Training Task Reasoning LLM Agents for Multi-turn Task Planning via Single-turn Reinforcement Learning
Hanjiang Hu, Changliu Liu, Na Li, Yebin Wang
TL;DR
The paper tackles the difficulty of training LLM-based agents for long-horizon, multi-turn task planning by recasting the problem as a sequence of single-turn task reasoning tasks. It introduces a theoretical and empirical framework around Group Relative Policy Optimization (GRPO) applied to a single-turn MDP built from expert trajectories with unique minimal optimality, and proves that improvements in this setting yield a lower bound on multi-turn success. Empirically, a 1.5B parameter model trained with single-turn GRPO matches or outperforms larger baselines up to 14B on the Robotouille benchmark, achieving high success rates on long-horizon tasks and demonstrating cross-task generalization and robustness to noisy demonstrations. The work highlights practical pathways to efficient, scalable LLM agents for complex planning by leveraging dense reward signals from expert trajectories and principled single-turn RL post-training.
Abstract
Large Language Models (LLMs) have demonstrated remarkable capabilities in knowledge acquisition, reasoning, and tool use, making them promising candidates for autonomous agent applications. However, training LLM agents for complex multi-turn task planning faces significant challenges, including sparse episode-wise rewards, credit assignment across long horizons, and the computational overhead of reinforcement learning in multi-turn interaction settings. To this end, this paper introduces a novel approach that transforms multi-turn task planning into single-turn task reasoning problems, enabling efficient policy optimization through Group Relative Policy Optimization (GRPO) with dense and verifiable reward from expert trajectories.

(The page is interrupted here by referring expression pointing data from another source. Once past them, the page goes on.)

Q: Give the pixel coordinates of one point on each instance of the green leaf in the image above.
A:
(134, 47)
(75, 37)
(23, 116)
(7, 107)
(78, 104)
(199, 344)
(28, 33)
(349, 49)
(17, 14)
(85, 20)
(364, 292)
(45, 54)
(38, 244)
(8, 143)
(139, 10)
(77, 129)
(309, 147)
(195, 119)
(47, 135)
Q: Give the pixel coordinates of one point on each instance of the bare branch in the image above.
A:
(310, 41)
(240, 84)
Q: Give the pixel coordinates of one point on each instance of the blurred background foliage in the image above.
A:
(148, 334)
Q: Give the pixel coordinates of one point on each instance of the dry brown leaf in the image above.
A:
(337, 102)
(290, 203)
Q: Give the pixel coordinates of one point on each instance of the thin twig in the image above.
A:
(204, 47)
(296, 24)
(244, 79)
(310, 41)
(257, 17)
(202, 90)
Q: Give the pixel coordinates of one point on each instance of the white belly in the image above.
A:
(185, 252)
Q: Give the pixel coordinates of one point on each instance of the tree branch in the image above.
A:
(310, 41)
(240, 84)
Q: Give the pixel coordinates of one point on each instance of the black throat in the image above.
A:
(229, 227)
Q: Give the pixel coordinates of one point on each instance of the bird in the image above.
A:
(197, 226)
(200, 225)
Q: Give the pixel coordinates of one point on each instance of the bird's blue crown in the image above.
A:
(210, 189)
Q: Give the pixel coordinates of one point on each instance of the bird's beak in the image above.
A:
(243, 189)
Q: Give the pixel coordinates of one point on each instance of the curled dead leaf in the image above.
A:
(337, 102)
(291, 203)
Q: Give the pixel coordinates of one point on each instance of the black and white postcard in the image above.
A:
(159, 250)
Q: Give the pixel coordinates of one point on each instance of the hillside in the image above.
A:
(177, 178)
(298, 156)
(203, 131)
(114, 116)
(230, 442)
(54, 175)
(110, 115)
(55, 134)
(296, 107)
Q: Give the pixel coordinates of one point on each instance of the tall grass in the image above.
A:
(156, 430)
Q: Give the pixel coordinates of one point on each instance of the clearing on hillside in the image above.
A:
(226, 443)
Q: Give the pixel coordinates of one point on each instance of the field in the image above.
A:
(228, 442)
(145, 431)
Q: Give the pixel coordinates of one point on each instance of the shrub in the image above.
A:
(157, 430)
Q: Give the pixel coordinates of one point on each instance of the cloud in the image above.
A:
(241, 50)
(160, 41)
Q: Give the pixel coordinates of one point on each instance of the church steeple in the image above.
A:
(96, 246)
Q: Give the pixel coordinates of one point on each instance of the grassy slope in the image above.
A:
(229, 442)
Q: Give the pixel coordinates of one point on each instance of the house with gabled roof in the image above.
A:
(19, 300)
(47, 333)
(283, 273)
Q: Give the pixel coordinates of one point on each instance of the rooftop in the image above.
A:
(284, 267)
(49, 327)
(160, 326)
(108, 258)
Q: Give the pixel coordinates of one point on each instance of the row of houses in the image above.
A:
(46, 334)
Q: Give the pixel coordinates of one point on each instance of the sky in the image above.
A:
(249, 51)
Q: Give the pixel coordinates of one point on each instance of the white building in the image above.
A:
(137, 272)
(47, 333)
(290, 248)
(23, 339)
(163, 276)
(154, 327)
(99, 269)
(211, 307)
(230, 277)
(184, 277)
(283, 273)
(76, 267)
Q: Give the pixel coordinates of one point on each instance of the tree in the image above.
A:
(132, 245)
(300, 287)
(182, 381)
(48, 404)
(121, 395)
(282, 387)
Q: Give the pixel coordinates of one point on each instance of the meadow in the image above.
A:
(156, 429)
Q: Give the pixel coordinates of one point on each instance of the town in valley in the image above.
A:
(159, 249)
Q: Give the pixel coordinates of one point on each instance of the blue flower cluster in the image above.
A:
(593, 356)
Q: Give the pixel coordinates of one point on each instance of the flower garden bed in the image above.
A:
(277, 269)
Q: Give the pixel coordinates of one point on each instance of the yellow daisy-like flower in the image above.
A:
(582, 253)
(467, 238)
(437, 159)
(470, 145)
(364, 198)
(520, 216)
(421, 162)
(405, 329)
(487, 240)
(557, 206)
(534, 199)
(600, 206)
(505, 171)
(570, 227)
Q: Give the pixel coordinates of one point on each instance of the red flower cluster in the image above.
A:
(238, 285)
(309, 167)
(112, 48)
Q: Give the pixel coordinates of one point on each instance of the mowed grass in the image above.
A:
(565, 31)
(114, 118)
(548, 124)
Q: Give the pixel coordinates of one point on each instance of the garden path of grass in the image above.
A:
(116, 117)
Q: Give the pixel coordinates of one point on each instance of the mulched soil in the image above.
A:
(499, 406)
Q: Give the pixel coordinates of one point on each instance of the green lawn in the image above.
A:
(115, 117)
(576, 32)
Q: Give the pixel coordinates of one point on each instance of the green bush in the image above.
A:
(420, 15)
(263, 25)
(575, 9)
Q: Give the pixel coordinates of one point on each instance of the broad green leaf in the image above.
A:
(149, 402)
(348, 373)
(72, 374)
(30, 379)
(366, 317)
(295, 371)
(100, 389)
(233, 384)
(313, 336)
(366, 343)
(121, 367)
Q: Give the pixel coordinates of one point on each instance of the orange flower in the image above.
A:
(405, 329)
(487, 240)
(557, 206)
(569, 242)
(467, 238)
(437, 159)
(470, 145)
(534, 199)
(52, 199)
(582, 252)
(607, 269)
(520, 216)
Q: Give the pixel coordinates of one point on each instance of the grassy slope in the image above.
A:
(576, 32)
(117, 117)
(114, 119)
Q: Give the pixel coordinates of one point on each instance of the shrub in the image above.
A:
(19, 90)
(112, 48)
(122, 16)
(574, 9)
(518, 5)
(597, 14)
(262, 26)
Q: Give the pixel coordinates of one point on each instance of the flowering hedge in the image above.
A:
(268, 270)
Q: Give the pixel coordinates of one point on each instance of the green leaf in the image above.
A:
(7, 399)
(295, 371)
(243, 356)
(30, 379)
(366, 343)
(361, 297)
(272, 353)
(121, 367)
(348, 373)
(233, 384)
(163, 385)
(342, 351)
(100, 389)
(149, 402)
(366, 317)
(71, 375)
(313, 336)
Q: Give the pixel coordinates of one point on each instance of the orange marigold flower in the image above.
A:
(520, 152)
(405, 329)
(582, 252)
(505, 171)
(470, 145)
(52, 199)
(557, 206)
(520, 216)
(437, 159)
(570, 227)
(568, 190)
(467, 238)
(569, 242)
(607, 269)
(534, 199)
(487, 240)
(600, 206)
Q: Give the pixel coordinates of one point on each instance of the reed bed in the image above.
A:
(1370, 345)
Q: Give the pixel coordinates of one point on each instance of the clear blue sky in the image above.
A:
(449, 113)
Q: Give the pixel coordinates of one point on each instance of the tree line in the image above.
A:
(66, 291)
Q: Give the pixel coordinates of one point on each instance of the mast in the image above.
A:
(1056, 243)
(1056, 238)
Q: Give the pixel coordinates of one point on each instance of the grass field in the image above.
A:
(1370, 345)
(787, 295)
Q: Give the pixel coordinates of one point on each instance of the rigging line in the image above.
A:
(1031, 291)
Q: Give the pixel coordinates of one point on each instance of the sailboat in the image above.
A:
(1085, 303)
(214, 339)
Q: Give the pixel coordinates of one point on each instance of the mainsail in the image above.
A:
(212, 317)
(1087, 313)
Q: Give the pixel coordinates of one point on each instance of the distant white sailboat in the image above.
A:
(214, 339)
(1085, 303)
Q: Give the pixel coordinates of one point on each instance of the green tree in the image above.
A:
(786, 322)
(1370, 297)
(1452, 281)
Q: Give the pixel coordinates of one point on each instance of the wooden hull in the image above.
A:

Our theoretical analysis shows that GRPO improvement on single-turn task reasoning results in a lower bound of the multi-turn success probability under the minimal turns, as well as the generalization to subtasks with shorter horizons. Experimental evaluation on the complex task planning benchmark demonstrates that our 1.5B parameter model trained with single-turn GRPO achieves superior performance compared to larger baseline models up to 14B parameters, with success rates of 70% for long-horizon planning tasks.